COP26 must put food systems on the agenda say NGOs, industry bodies and local councils

Article by Pete Ritchie, Director of Nourish Scotland
Published 12 Mar, 2021

For us, the road from Paris to Glasgow goes through the farm gate. 

The UN COP26 climate talks held in the city later this year ‘must tackle food systems’ to get the world eating better and on track for net-zero. 

More than thirty NGOs, leading academics, local governments and industry bodies have written to COP26 President Alok Sharma asking him to bump food systems up the agenda when the UK hosts the global climate summit in Glasgow in November. 

Glasgow City Council, Brighton and Hove, Eating Better, Scotland Food and Drink, RSPB, Sustain, the Soil Association, the EAT Foundation, GAIN and the ICLEI global local government network are among the signatories of the letter co-ordinated by us. 

Current food systems generate more than a quarter of global GHG emissions, and experts agree that net zero is unachievable without a transformation in what we eat, how we farm, and how much food we waste. 

Mr. José Graziano da Silva, former Director General of FAO & Director of Instituto Fome Zero in Brazil is clear that: “To implement the 2030 agenda, we need to rebuild the linkages between the urban and rural territories, intrinsically united by the food systems agenda. If we want to fight climate change, preserve natural resources, mitigate emissions and bring a commitment to the health of people and the planet and the sustainability targets, we need to definitively integrate the food systems with the climate agenda. 

“Ensuring food security involves ensuring a careful and integrated approach between the different agendas, and COP 26 is an opportunity to pave this path.” 

The UK is making progress already on deforestation-free supply chains, on cutting food waste and on national food plans in all four nations. But food is not one of its current priority themes and as COP26 host and President the UK has an opportunity to show global leadership. 

Councillor Phélim Mac Cafferty, leader of Brighton & Hove City Council, says: “A third of the dangerous ‘greenhouse’ gases which are harming the environment come from food, so how we produce food, what we consume, and the level of food waste are central to our drive to be carbon neutral by 2030." 

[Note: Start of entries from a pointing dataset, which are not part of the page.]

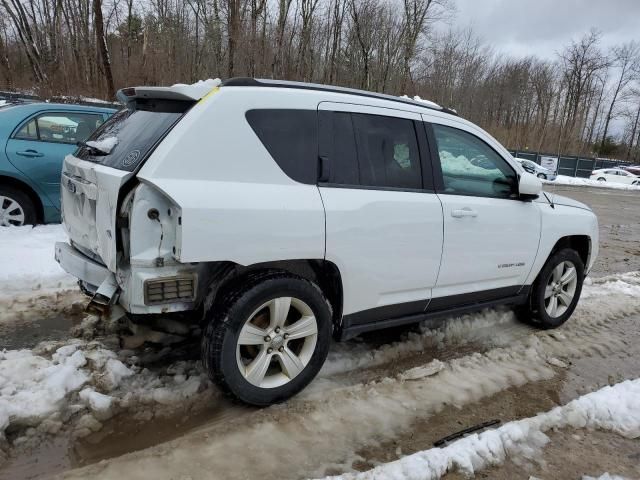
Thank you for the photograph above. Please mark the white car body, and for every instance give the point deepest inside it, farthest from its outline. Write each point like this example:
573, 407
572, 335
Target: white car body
615, 175
210, 198
537, 170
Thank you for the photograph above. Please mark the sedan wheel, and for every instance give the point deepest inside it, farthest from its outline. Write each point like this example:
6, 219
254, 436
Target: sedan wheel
561, 289
11, 212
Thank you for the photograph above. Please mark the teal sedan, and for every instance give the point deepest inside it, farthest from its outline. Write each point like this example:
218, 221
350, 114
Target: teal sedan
34, 139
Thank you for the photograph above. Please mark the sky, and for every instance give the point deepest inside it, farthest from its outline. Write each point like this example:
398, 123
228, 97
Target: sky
544, 27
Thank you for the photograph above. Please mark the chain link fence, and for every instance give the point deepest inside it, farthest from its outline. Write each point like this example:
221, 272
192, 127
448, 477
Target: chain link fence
571, 166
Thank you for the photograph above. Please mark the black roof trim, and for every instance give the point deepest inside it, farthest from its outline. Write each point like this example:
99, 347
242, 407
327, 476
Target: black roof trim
253, 82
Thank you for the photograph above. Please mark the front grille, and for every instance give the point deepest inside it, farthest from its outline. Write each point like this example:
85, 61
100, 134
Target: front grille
170, 289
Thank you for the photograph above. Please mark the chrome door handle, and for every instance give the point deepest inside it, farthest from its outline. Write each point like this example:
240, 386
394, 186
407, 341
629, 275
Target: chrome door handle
30, 153
464, 212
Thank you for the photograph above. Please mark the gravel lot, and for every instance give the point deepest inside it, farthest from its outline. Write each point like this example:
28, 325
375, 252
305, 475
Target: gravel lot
379, 398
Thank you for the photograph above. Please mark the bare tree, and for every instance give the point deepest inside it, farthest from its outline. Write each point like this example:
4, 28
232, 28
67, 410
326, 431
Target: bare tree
625, 59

“I implore Alok Sharma, the President of COP26, to use this international platform to let world leaders know that not enough is being done to reduce the incredibly harmful impact of the current system of food production on the climate, and push for real change.” 

Councillor Susan Aitken, leader of Glasgow City which will host COP26, says: “The Glasgow message, as we head towards COP26, is that climate justice and social justice are inseparable. Social justice and social equity must be driven from climate action. And food is an enormous part of that”

Simon Billing, Director of the Eating Better alliance says: 

“We can’t tackle the climate and nature emergency without fixing our broken food systems. We need transformational change to a sustainable food and farming system, which is better for us, better for nature and better for the planet.” 

We have to invest in the food and farming transition alongside the clean energy transition – and we have to start now.